At times, it felt lonely, but not in an obvious way. More like a quiet feeling that showed up after class or at the end of the day.

I wish I had trusted that familiarity builds slowly. Through seeing the same people again. Through shared stress. Through small conversations that don’t feel important at the time.

Comparison Will Sneak In

It is hard not to compare yourself in grad school. Someone always seems to be doing more. Researching more. Planning further ahead.

I spent more time than I should have measuring myself against others. What I eventually learned is that everyone’s situation is different. Comparing paths rarely gives clarity. It mostly adds pressure.

Your pace is allowed to look different.

Asking For Help is Normal

I waited longer than I should have to ask questions. I didn’t want to seem unprepared or behind.

When I finally did ask, I realized how willing people were to help. Professors. Classmates. Advisors.

Grad school is not about doing everything on your own. It is about learning how to ask for support when you need it.

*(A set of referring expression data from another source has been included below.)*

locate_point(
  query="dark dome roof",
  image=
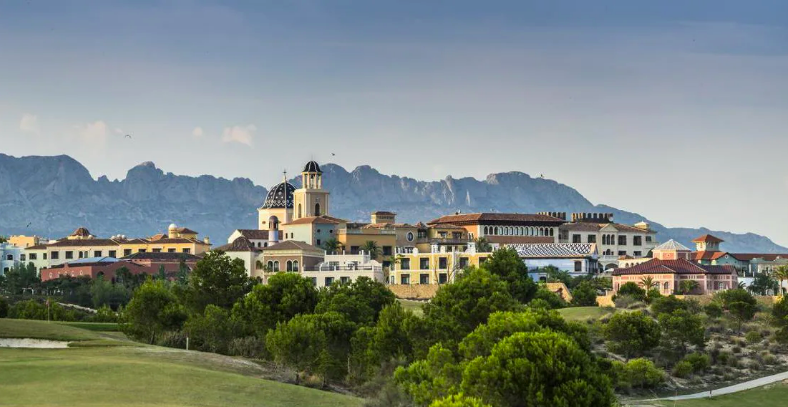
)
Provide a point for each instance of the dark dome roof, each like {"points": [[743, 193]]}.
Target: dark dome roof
{"points": [[280, 196], [312, 167]]}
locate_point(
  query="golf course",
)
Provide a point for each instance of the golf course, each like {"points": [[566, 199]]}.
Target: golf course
{"points": [[100, 368]]}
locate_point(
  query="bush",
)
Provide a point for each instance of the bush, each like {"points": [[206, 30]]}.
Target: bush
{"points": [[682, 369], [250, 347], [699, 361], [753, 337]]}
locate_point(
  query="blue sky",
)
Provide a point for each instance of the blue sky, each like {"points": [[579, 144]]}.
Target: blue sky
{"points": [[678, 110]]}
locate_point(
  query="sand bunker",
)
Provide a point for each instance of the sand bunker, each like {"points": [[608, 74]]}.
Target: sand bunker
{"points": [[32, 343]]}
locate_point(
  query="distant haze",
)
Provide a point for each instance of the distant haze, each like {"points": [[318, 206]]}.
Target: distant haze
{"points": [[674, 109]]}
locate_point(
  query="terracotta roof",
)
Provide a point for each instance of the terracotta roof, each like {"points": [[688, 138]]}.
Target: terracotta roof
{"points": [[292, 245], [555, 250], [752, 256], [706, 255], [240, 244], [708, 239], [680, 266], [520, 239], [323, 219], [253, 234], [474, 218]]}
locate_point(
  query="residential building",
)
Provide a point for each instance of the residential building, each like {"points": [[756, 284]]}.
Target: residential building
{"points": [[613, 240]]}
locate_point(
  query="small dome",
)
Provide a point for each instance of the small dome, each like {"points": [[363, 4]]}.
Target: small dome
{"points": [[280, 196], [312, 167]]}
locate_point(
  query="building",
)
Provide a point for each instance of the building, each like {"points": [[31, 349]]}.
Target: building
{"points": [[345, 268], [614, 240], [10, 257]]}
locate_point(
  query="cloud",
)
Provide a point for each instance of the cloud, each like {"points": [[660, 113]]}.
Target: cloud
{"points": [[94, 133], [29, 124], [239, 134]]}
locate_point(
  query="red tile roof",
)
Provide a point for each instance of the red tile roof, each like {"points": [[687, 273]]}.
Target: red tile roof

Remember: You aren't navigating this alone. The RIT Graduate School is your primary resource for mentorship, policy guidance, and community-building throughout your journey.

It Doesn’t All Have to Be Perfect 

I came into grad school feeling like every decision mattered. Every semester needed to count. Every opportunity needed to be taken.

That pressure made things heavier than they needed to be.

Not everything has to work out right away. Not every plan has to be final. You are allowed to learn, adjust, and change direction.

If I could talk to myself before starting grad school, I wouldn’t advise about classes or schedules. I would say this.

It is okay to feel unsure. It is okay to take your time. It is okay to figure things out slowly. Grad school is not just about learning more. It is about learning how you work, what you need, and what matters to you.

And that takes time.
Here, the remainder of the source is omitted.